Problem yang terjadi di Indonesia kerapkali kita menjadi produsen kebijakan, tetapi kadangkala terjadi defisit implementasi yang disebabkan oleh mekanisme pasar bebas sehingga menimbulkan investasi yang transaksional. Alih-alih sudah berjalan megaproyek tersebut (LIN), beberapa perkara yang muncul yaitu hak-hak masyarakat (petuanan ) yang sering diabaikan akibatnya terjadi konflik sengketa lahan.
Dalam lanskap yang lebih luas, perkara pokok yang hingga saat ini menunjukan kegagalan pemerintah baik itu pusat atau pun daerah, pada kasus Investasi di Maluku, kerapkali menimbulkan ketimpangan antar masyarakat dengan pemangku kebijakan (kelompok hirarki sosial), penyerapan tenaga kerja yang sepihak (primodialisme), ketidakmandirian ekonomi yang selalu mengabaikan UMKM lokal atau BUMDES setempat.
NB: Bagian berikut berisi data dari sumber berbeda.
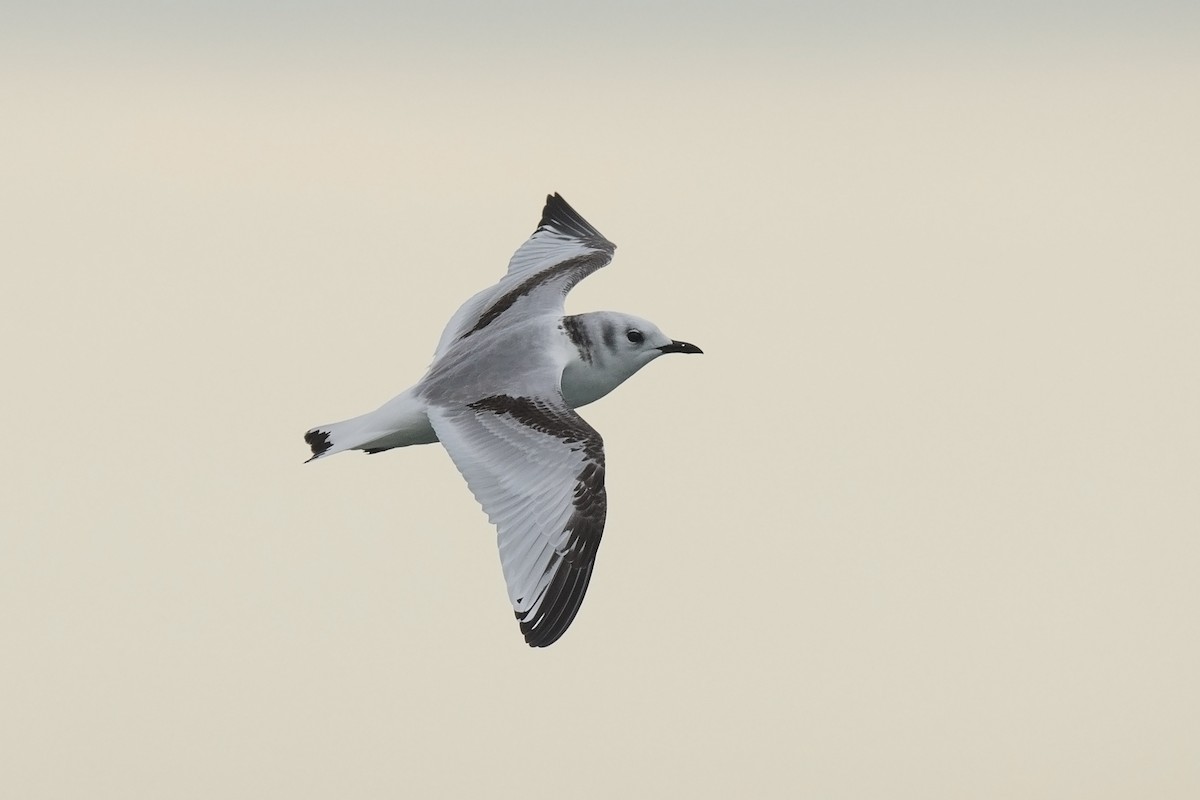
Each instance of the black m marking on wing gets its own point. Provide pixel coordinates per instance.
(585, 264)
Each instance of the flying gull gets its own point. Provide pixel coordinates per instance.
(501, 397)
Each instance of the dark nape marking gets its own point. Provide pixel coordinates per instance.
(558, 215)
(577, 332)
(318, 440)
(507, 301)
(610, 335)
(570, 569)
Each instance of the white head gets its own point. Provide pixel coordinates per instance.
(609, 348)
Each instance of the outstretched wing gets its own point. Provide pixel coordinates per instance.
(563, 251)
(537, 467)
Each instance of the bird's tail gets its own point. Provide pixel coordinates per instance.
(399, 422)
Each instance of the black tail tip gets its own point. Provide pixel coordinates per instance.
(318, 440)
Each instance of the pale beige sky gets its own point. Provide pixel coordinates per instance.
(921, 523)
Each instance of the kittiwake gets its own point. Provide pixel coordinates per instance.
(501, 397)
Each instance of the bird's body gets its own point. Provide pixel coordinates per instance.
(501, 396)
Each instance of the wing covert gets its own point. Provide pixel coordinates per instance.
(563, 250)
(537, 468)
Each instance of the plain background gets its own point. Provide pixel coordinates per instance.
(922, 522)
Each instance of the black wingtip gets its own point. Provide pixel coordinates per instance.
(318, 440)
(559, 215)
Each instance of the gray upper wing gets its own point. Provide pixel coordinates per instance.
(563, 251)
(537, 468)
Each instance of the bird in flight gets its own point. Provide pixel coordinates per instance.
(501, 397)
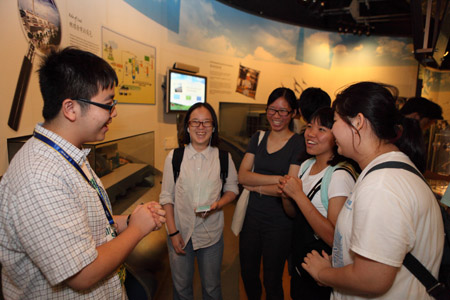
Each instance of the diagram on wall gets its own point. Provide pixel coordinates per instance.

Skema pemberantasan kemiskinan yang dijalankan sekarang mesti menyangga agenda strategis bangsa. Demokrasi ekonomi, transformasi ekonomi, dan investasi inklusif adalah akar tunjang ekonomi sehingga tiap pertumbuhan batang pendapatan tak akan dililit benalu ketimpangan. Investasi inklusif dimaksudkan sebagai upaya menghilangkan dilema dibaliknya, seperti ketimpangan, pengabaian warga, perusakan lingkungan, dan seterusnya. Investasi mesti ramah lingkungan, melibatkan warga lokal, menghargai kemanusiaan, pemerataan akses dan aset, orientasi jangka panjang, dan fokus ke benefit (people, planet, profit/benefit).